No, today we are much smarter than before.  In fact, we have what high-powered, masterfully-trained architects and civil engineers like to call “Emergency Exits”. Now, for those of you who are unfamiliar with this concept, emergency exits are doors or openings that are strategically placed throughout a building used to escape during a fire. Now, because we present-day peoples are so learned, we have placed these emergency exits in the most convenient places throughout a structure—that way, when a fire strikes the building, a resident/employee/turtle can escape with ease.

Unfortunately, this is the worst idea in the world. In fact, the concept of an “emergency exit” makes absolutely no sense at all. There’s another name for an emergency exit: AN EXIT. Why we make distinctions between “emergency” doors and “regular” doors is infinitely beyond my realm of understanding. The fact that the door is conveniently placed where a person can exit a room or building rapidly is a pretty good indication that regardless of fire or emergency, this is where a door should be.  Are we only supposed to be able to conveniently exit a building when it is aflame?

Here’s my thought process in a perfect world:

I want to exit the building. I see a door. I am exiting the building.

Here is my thought process in the world in which we live:

I want to exit the building. I see a door. Is it an emergency exit? Yes. Damnit. Will an alarm go off if I exit there? Yes. Damnit. Where is a door that I can actually use to exit? I don’t know. I’ll check down the hall. Nope. Goddamnit. I’m going to burn this place to the ground.  Where’s a match?  I’ll exit the building through the emergency exit.

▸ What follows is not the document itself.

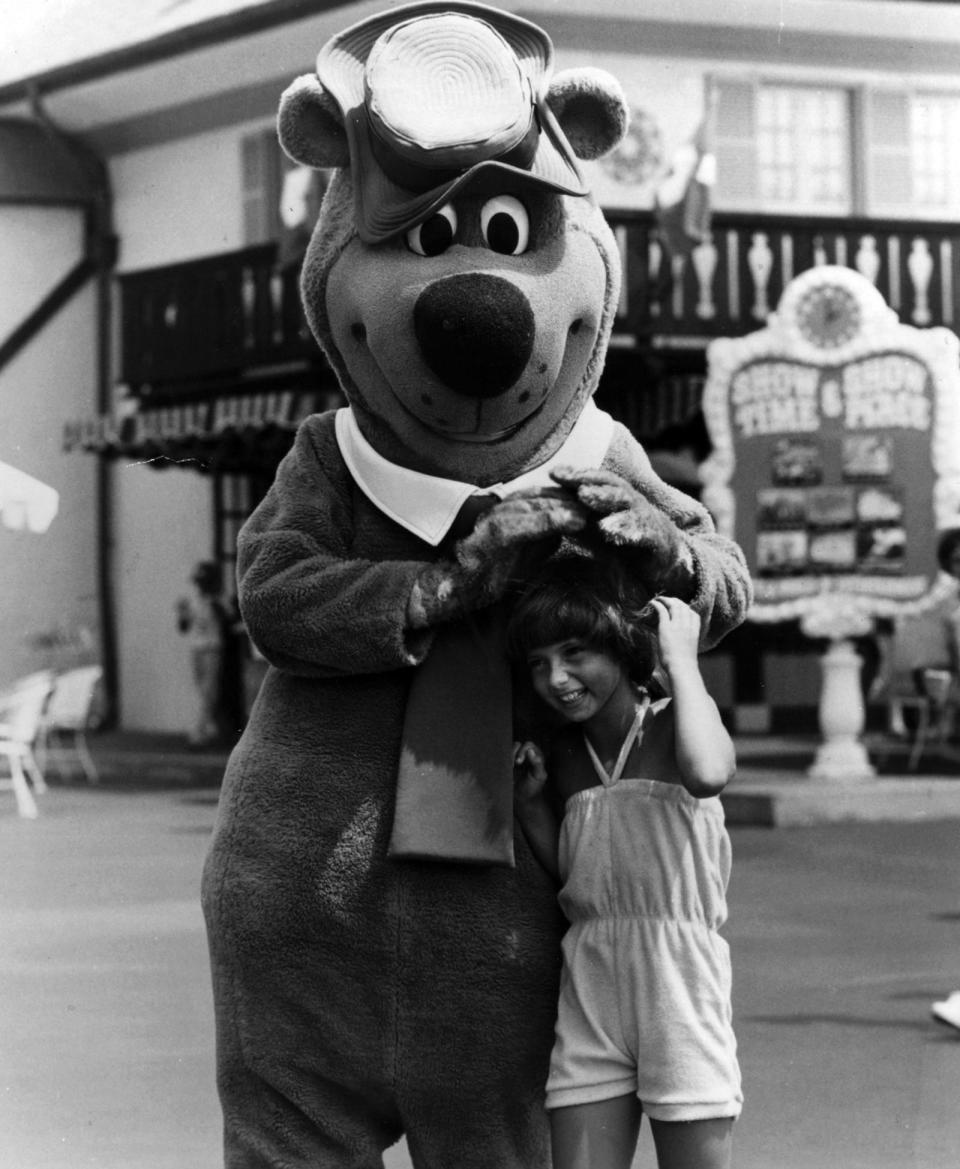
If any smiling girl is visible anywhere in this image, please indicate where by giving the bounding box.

And there we have it. Emergency exits perpetuate the need for emergency exits. What else but the sense of frustration and embarrassment when someone can’t find a door to exit would cause a person to want to light a building on fire in the first place? At least they would know that there are plenty of perfectly-accessible places to exit the building in that situation.

Think about the last building you were in. Was it on fire? No? Doesn’t it make sense that all fire exits be used as ‘actual’ exits? Yes? Do you see my point about emergency exits? Yes?  Good.

Now don’t just stand there, help me find a match.